Symmetrical Lerp & compiler optimizations

2019-07-12 23:12发布

问题:

I had a function:

float lerp(float alpha, float x0, float x1) {
    return (1.0f - alpha) * x0 + alpha * x1;
}

For those who haven't seen it, this is preferable to x0 + (x1-x0) * alpha because the latter doesn't guarantee that lerp(1.0f, x0, x1) == x1.

Now, I want my lerp function to have an additional property: I'd like lerp(alpha, x0, x1) == lerp(1-alpha, x1, x0). (As for why: this is a toy example of a more complicated function.) The solution I came up with that seems to work is

float lerp_symmetric(float alpha, float x0, float x1) {
    float w0 = 1.0f - alpha;
    float w1 = 1.0f - w0;
    return w0 * x0 + w1 * x1;
}

This double subtraction has the effect of rounding near zero and near one, so if alpha = std::nextafter(0) (1.4012985e-45), then 1 - alpha == 1 and so 1 - (1-alpha) == 0. As far as I can tell, it is always true that 1.0f - x == 1.0f - (1.0f - (1.0f - x)). It also seems to have the effect that w0 + w1 == 1.0f.

Questions:

  1. Is this a reasonable approach?
  2. Can I trust my compiler to do what I want? In particular, I know on Windows it sometimes uses more precision for partial results, and I know the compiler is allowed to do some algebra; obviously 1-(1-x)==x algebraically.
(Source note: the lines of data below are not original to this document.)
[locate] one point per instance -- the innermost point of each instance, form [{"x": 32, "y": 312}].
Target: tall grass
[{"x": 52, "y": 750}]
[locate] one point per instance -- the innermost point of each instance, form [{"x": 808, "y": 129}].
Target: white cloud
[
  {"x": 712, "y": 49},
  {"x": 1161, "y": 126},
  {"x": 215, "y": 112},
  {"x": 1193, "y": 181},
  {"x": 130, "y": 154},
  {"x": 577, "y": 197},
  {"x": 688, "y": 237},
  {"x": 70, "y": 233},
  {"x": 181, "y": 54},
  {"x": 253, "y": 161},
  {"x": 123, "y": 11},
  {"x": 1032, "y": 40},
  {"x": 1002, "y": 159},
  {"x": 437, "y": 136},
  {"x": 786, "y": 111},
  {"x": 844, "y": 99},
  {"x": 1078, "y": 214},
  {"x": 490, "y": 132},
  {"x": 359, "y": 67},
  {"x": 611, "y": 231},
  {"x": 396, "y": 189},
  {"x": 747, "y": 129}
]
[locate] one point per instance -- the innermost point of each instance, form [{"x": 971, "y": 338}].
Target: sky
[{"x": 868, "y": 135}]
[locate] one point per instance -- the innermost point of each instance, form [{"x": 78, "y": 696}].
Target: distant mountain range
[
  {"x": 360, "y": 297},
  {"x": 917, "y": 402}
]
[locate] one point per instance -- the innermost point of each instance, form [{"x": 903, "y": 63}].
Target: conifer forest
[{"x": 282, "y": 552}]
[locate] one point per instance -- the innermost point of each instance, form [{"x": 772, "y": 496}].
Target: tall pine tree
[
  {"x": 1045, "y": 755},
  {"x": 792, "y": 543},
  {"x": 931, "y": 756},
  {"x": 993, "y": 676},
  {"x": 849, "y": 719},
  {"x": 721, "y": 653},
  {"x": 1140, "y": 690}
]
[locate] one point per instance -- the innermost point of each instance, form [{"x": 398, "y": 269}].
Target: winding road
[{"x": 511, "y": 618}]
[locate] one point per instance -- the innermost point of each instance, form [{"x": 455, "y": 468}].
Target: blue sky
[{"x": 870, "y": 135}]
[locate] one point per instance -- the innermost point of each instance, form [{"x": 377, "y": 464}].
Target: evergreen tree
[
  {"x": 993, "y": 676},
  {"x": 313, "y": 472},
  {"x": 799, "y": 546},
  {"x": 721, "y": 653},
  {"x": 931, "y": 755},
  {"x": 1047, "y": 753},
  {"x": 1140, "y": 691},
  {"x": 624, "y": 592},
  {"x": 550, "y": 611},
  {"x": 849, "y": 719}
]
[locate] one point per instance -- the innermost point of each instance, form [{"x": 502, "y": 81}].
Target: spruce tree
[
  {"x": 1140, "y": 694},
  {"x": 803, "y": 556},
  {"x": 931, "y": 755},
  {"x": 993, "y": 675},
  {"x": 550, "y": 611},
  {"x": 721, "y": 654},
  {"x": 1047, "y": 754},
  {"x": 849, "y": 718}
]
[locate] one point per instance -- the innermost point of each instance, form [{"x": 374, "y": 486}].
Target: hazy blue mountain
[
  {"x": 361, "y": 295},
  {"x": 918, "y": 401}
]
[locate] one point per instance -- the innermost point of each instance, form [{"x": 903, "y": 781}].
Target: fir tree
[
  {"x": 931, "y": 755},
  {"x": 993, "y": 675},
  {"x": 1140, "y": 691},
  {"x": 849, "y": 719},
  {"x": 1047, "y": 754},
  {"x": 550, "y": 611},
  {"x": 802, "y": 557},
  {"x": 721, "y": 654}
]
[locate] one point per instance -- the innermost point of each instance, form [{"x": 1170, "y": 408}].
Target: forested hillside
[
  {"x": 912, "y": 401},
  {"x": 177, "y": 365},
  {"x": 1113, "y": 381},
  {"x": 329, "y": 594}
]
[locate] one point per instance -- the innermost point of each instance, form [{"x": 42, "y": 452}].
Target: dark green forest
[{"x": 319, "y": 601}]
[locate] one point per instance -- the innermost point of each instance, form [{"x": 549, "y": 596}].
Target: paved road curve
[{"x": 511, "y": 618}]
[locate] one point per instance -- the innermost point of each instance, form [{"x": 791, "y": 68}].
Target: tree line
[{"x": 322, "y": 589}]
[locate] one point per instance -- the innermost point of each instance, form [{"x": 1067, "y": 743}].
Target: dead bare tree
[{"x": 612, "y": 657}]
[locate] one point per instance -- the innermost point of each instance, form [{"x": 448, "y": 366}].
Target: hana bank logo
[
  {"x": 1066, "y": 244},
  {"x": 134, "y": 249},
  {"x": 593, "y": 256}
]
This is in C++11 using Clang, VisualStudio, and gcc.

回答1:

If one format of IEEE-754 binary floating-point is used throughout (e.g., basic 32-bit binary, the format commonly used for C++ float), with all C++ operators mapped to IEEE-754 operations in the direct and simple way, then lerp_symmetric(alpha, x0, x1) (hereafter referred to as A) equals lerp_symmetric(1-alpha, x1, x0) (B)

Proof:

  • If alpha, which we assume is in [0, 1], is greater than or equal to ½, then 1-alpha is exact by Sterbenz’ lemma. (By “exact,” we mean the computed floating-point result equals the mathematical resulting; there is no rounding error.) Then, in computing A, w0 is exact since it is 1-alpha, and w1 is exact since its mathematical result is alpha, so it is exactly representable. And, in computing B, w0 is exact since its mathematical result is alpha, and w1 is exact since it is again 1-alpha.
  • If alpha is less than ½, then 1-alpha may have some rounding error. Let the result be beta. Then, in A, w0 is beta. Now ½ ≤ beta, so Sterbenz’ lemma applies to the evaluation of w1 = 1.0f - w0, so w1 is exact (and equals the mathematical result of 1-beta). And, in B, w0 is exact, again by Sterbenz' lemma, and equals the w1 of A, and w1 (of B) is exact since its mathematical result is beta, which is exactly representable.
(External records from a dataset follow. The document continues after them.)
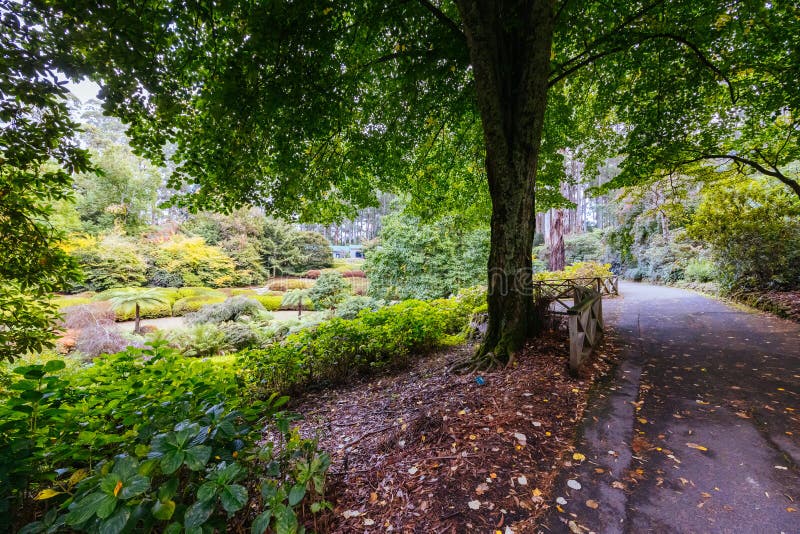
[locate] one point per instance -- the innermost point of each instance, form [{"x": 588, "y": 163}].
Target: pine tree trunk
[{"x": 509, "y": 43}]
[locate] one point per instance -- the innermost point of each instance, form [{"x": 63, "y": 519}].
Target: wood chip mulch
[{"x": 430, "y": 451}]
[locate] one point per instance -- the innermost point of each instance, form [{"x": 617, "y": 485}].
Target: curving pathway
[{"x": 699, "y": 429}]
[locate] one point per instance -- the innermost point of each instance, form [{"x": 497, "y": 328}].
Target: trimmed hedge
[
  {"x": 336, "y": 350},
  {"x": 193, "y": 304},
  {"x": 285, "y": 284}
]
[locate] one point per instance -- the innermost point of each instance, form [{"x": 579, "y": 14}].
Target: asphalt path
[{"x": 698, "y": 431}]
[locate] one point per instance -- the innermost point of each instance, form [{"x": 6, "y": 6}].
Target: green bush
[
  {"x": 334, "y": 351},
  {"x": 65, "y": 301},
  {"x": 350, "y": 308},
  {"x": 148, "y": 441},
  {"x": 199, "y": 340},
  {"x": 421, "y": 260},
  {"x": 700, "y": 271},
  {"x": 108, "y": 261},
  {"x": 753, "y": 229},
  {"x": 147, "y": 310},
  {"x": 197, "y": 263},
  {"x": 330, "y": 290},
  {"x": 286, "y": 284},
  {"x": 240, "y": 335},
  {"x": 229, "y": 310},
  {"x": 270, "y": 302},
  {"x": 186, "y": 305}
]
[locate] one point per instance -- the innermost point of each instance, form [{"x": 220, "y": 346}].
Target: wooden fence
[
  {"x": 559, "y": 292},
  {"x": 581, "y": 299},
  {"x": 585, "y": 325}
]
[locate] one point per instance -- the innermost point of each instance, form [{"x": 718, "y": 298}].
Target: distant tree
[
  {"x": 38, "y": 152},
  {"x": 297, "y": 297},
  {"x": 329, "y": 290},
  {"x": 316, "y": 250},
  {"x": 133, "y": 298}
]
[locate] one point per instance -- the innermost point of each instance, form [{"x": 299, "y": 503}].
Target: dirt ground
[{"x": 427, "y": 450}]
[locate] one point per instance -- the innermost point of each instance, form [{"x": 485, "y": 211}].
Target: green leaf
[
  {"x": 171, "y": 461},
  {"x": 261, "y": 522},
  {"x": 163, "y": 510},
  {"x": 197, "y": 514},
  {"x": 116, "y": 523},
  {"x": 85, "y": 508},
  {"x": 134, "y": 486},
  {"x": 126, "y": 467},
  {"x": 168, "y": 489},
  {"x": 296, "y": 494},
  {"x": 207, "y": 491},
  {"x": 197, "y": 457},
  {"x": 54, "y": 365},
  {"x": 233, "y": 497},
  {"x": 107, "y": 506}
]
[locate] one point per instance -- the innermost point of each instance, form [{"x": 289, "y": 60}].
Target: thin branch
[{"x": 444, "y": 19}]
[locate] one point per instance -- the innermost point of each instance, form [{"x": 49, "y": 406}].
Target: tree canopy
[{"x": 309, "y": 108}]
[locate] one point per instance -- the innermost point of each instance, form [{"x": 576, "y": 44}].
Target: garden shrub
[
  {"x": 753, "y": 230},
  {"x": 335, "y": 350},
  {"x": 65, "y": 301},
  {"x": 329, "y": 290},
  {"x": 83, "y": 315},
  {"x": 270, "y": 302},
  {"x": 231, "y": 309},
  {"x": 240, "y": 335},
  {"x": 199, "y": 340},
  {"x": 148, "y": 441},
  {"x": 584, "y": 269},
  {"x": 108, "y": 261},
  {"x": 197, "y": 263},
  {"x": 186, "y": 305},
  {"x": 285, "y": 284},
  {"x": 350, "y": 308},
  {"x": 698, "y": 270},
  {"x": 147, "y": 310}
]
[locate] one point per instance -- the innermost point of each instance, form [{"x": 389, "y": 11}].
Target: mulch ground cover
[{"x": 427, "y": 450}]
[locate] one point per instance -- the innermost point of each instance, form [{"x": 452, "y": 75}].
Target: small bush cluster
[
  {"x": 334, "y": 351},
  {"x": 148, "y": 441},
  {"x": 584, "y": 269},
  {"x": 231, "y": 309},
  {"x": 286, "y": 284}
]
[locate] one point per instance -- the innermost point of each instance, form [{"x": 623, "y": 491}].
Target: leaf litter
[{"x": 428, "y": 450}]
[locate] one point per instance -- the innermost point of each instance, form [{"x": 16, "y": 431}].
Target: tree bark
[{"x": 509, "y": 43}]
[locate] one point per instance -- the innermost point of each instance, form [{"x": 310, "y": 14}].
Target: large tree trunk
[{"x": 509, "y": 43}]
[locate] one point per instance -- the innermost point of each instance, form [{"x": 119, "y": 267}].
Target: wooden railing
[
  {"x": 557, "y": 292},
  {"x": 585, "y": 325}
]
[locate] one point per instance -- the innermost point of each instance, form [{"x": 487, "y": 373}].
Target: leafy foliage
[
  {"x": 335, "y": 350},
  {"x": 38, "y": 152},
  {"x": 109, "y": 261},
  {"x": 197, "y": 263},
  {"x": 753, "y": 230},
  {"x": 133, "y": 454},
  {"x": 328, "y": 291},
  {"x": 417, "y": 260},
  {"x": 231, "y": 309}
]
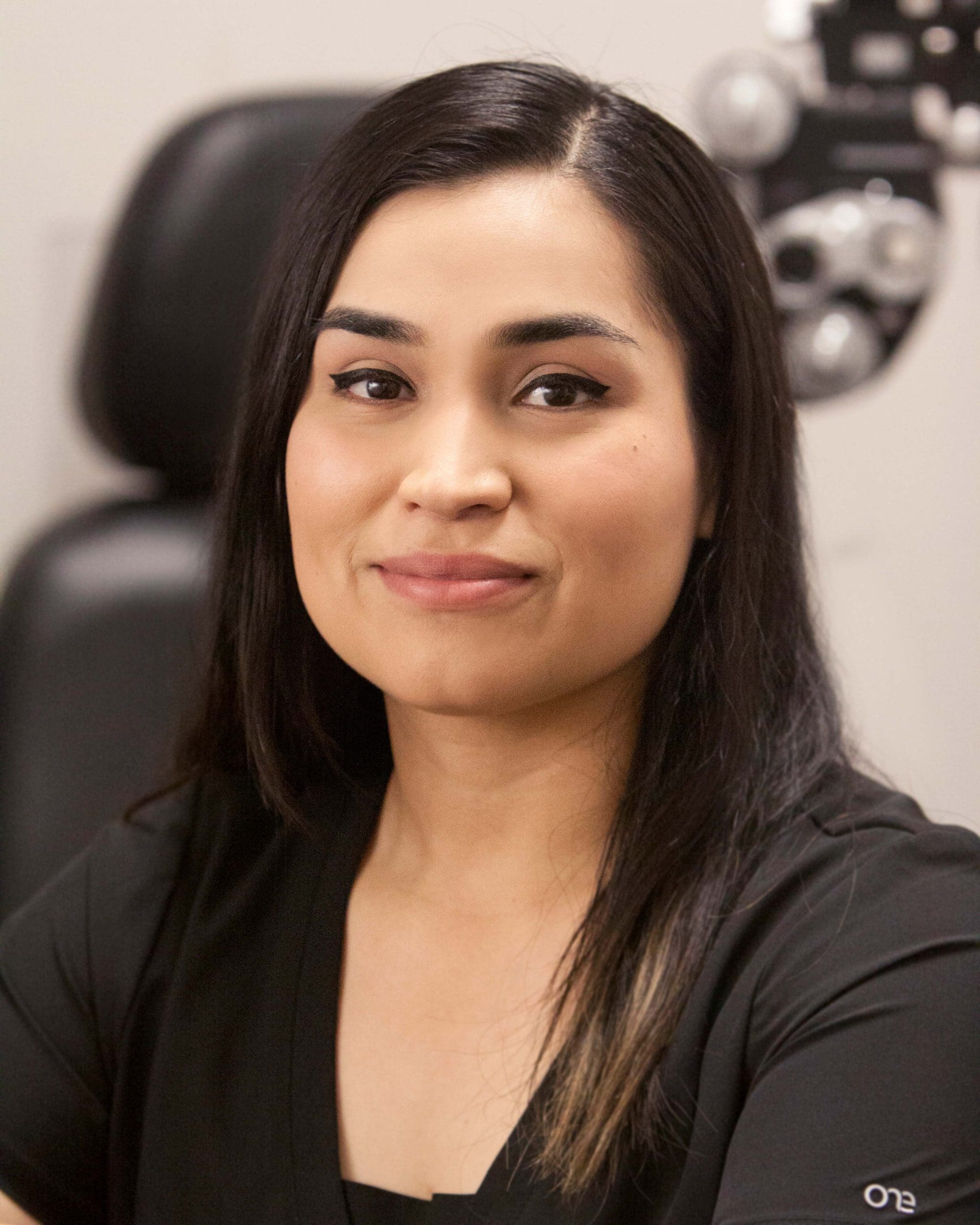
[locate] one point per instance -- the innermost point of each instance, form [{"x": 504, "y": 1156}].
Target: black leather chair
[{"x": 100, "y": 623}]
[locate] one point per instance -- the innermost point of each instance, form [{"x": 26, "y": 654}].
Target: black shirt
[{"x": 168, "y": 1010}]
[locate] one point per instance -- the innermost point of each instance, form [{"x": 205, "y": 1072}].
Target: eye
[
  {"x": 380, "y": 384},
  {"x": 560, "y": 390}
]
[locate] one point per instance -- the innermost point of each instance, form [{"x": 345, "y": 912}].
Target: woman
[{"x": 515, "y": 868}]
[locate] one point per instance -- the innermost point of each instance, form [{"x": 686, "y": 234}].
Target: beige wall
[{"x": 88, "y": 88}]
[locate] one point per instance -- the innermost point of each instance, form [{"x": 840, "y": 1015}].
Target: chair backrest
[{"x": 100, "y": 623}]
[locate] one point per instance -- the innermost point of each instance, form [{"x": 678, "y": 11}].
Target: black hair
[{"x": 739, "y": 728}]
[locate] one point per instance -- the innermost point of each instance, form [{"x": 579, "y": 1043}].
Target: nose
[{"x": 456, "y": 463}]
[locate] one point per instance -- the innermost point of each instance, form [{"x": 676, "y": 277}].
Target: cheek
[
  {"x": 324, "y": 490},
  {"x": 631, "y": 527}
]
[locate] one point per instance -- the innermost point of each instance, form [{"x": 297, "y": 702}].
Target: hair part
[{"x": 739, "y": 728}]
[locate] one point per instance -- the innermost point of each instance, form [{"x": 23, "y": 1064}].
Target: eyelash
[{"x": 351, "y": 378}]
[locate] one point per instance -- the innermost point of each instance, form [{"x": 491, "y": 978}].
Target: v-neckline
[{"x": 349, "y": 823}]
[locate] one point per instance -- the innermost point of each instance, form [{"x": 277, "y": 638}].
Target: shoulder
[
  {"x": 88, "y": 933},
  {"x": 873, "y": 843},
  {"x": 853, "y": 900}
]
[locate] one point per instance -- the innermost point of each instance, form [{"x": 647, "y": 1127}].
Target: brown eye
[
  {"x": 379, "y": 384},
  {"x": 560, "y": 391}
]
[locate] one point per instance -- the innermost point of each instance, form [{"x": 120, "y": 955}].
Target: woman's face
[{"x": 452, "y": 439}]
Now we can see that w0 in A equals w1 in B and w1 in A equals w0 in B. Letting beta be 1-alpha in either of the above cases, A and B therefore return (1-beta)*x0 + beta*x1 and beta*x1 + (1-beta)*x0, respectively. IEEE-754 addition is commutative (except for NaN payloads), so A and B return identical results.

Answering the questions:

  1. I would say it is a reasonable approach. I would not assert there are not improvements that could be made without further thought.
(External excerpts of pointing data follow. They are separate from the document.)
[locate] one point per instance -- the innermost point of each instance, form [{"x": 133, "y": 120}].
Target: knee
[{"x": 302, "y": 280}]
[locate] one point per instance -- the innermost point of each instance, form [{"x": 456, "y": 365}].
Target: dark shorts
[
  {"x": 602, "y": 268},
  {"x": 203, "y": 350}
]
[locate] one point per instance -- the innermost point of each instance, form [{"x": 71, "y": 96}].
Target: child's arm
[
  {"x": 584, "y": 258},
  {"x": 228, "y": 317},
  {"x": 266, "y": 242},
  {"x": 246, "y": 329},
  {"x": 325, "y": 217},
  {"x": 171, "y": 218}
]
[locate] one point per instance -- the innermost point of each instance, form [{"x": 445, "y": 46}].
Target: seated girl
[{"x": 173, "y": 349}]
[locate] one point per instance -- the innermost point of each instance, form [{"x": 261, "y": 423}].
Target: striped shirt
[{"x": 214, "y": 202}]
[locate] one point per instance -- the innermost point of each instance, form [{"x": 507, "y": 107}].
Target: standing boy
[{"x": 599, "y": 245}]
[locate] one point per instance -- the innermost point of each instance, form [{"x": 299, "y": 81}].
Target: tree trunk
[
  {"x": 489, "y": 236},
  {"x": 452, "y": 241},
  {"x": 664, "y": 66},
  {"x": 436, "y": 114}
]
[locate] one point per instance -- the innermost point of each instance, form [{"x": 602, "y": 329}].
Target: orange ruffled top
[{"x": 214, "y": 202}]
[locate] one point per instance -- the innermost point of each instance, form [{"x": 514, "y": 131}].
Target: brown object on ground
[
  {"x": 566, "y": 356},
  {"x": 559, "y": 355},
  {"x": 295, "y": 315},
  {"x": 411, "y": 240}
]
  2. No, you cannot trust your compiler:

    • C++ allows implementations to use excess precision when evaluating floating-point arithmetic. Thus w0*x0 + w1*x1 may be evaluated using double, long double, or another precision even though all operands are float.
    • C++ allows contractions unless disabled, so w0*x0 + w1*x1 may be evaluated as fmaf(w0, x0, w1*x1), thus using exact arithmetic for one of the multiplications but not the other.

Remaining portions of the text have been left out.